Les responsables électoraux et les experts en vote ont contesté plusieurs des allégations de l'administration. La principale préoccupation n'est pas simplement de savoir si des irrégularités individuelles existent, mais si des cas isolés ou contestés sont présentés comme des preuves que l'ensemble du système électoral est fondamentalement peu fiable.

Le Save America Act

Dans le même temps, les Républicains ont promu une législation connue sous le nom de Save America Act, qui introduirait des changements significatifs aux règles électorales fédérales, y compris des exigences plus strictes en matière d'identification des électeurs.
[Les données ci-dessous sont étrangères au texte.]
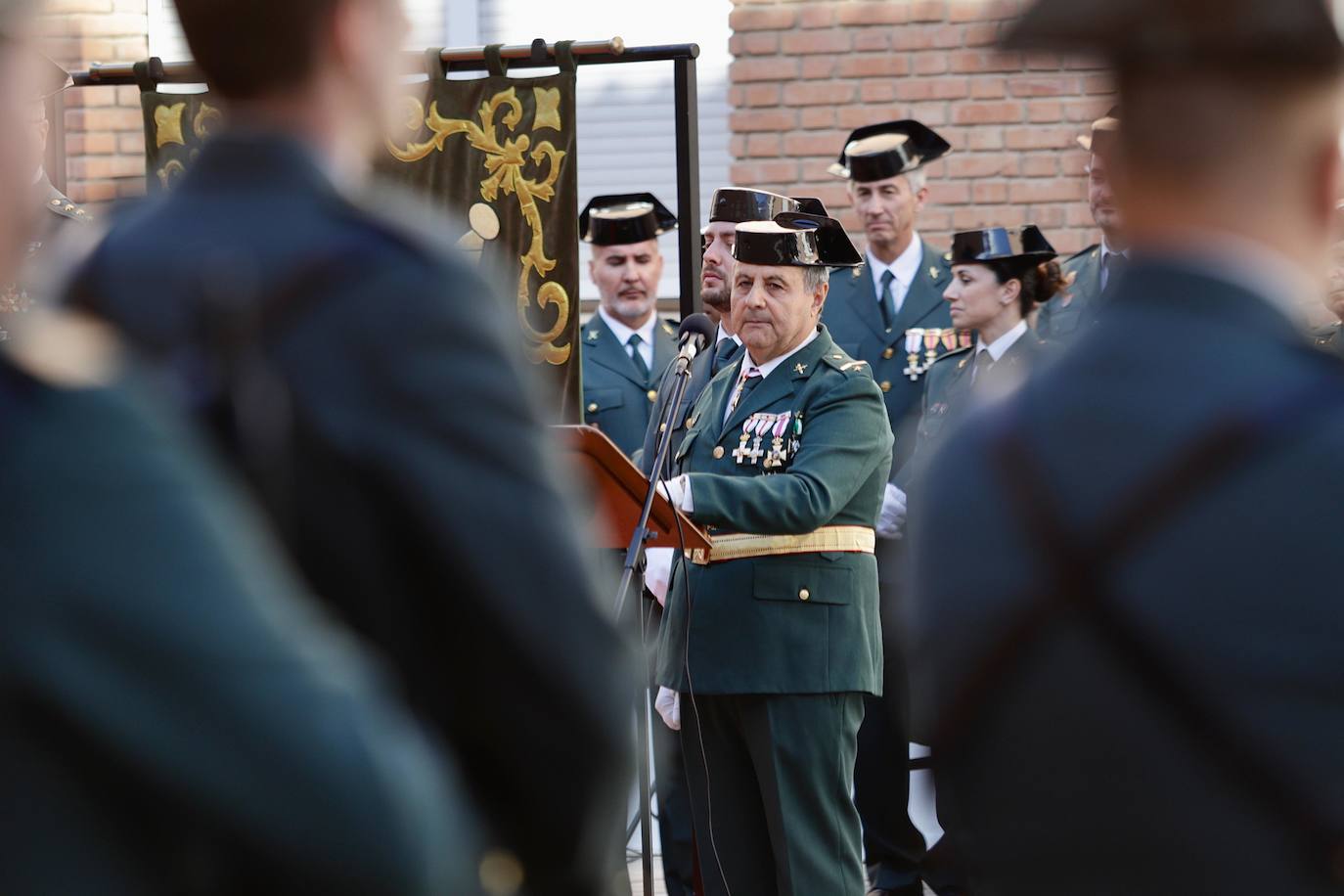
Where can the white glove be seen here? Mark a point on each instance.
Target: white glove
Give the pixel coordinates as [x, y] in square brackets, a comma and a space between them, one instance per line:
[678, 492]
[657, 571]
[893, 517]
[668, 704]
Les partisans soutiennent que des exigences d'identification plus strictes sont nécessaires pour protéger l'intégrité électorale. Les opposants estiment que les mesures proposées pourraient rendre le vote plus difficile pour certains groupes et accroître le contrôle fédéral sur un processus traditionnellement géré principalement par les États.

Le débat illustre le conflit plus large au cœur de la controverse actuelle : jusqu'où le gouvernement fédéral devrait-il pouvoir aller au nom de la sécurité électorale sans compromettre le rôle constitutionnel des États individuels.

Ce que les pouvoirs d'urgence pourraient signifier

Le président américain dispose de vastes pouvoirs d'urgence en vertu de la loi fédérale, mais ces pouvoirs ne sont pas illimités. Une déclaration en vertu du National Emergencies Act peut activer des autorités spécifiques que le Congrès a prévues pour les situations d'urgence.

Le Brennan Center for Justice a identifié 136 pouvoirs d'urgence statutaires dans le droit fédéral. Cependant, ce chiffre ne signifie pas qu'un président accède automatiquement à tous après avoir déclaré un état d'urgence. Les pouvoirs disponibles dépendent des lois particulières invoquées et des circonstances de la déclaration.

Plus important encore, déclarer un état d'urgence national ne donnerait pas automatiquement au président une autorité illimitée sur les élections des États.

Les élections américaines sont administrées principalement par les autorités des États et locales. Toute tentative de prendre un contrôle fédéral large sur l'administration électorale ferait donc face à d'importants défis juridiques et constitutionnels.

Un affrontement constitutionnel potentiel

Si l'administration Trump déclarait un état d'urgence national concernant les élections et tentait ensuite d'imposer des mesures fédérales extraordinaires, des poursuites judiciaires suivraient presque certainement.

Les gouvernements des États, les organisations de défense des droits civiques et les opposants politiques pourraient contester ces mesures devant un tribunal fédéral. Selon la nature de l'action, le litige pourrait éventuellement atteindre la Cour suprême des États-Unis.

Les tribunaux devraient déterminer si le président avait agi dans les limites de l'autorité accordée par le Congrès et si les mesures étaient compatibles avec les protections constitutionnelles et la division des pouvoirs entre le gouvernement fédéral et les États.

Les experts juridiques soulignent donc qu'une déclaration d'urgence en soi ne réglerait pas la question. Les actions spécifiques prises en vertu de la déclaration seraient tout aussi importantes.

Pourquoi les élections de mi-mandat sont importantes

Le calendrier rend la question particulièrement sensible. Les élections de mi-mandat américaines sont prévues pour le 3 novembre 2026, avec le contrôle du Congrès en jeu.

Une élection serrée ou contestée pourrait créer un environnement où les allégations de fraude ou d'ingérence étrangère retrouveraient une importance politique accrue. Si les doutes sur les résultats étaient généralisés, la pression pour une intervention fédérale extraordinaire pourrait augmenter.

Ce scénario reste hypothétique. Il n'existe actuellement aucune preuve que Trump ait décidé de rejeter les résultats des élections de mi-mandat de 2026 ou qu'une déclaration d'urgence nationale soit inévitable.

Néanmoins, les responsables électoraux et les organisations de défense du droit de vote surveillent de près les actions de l'administration. Le ministère de la Justice a également annoncé des plans pour une opération de surveillance électorale élargie, ce qui a généré un débat supplémentaire sur le rôle approprié du gouvernement fédéral dans les élections des États.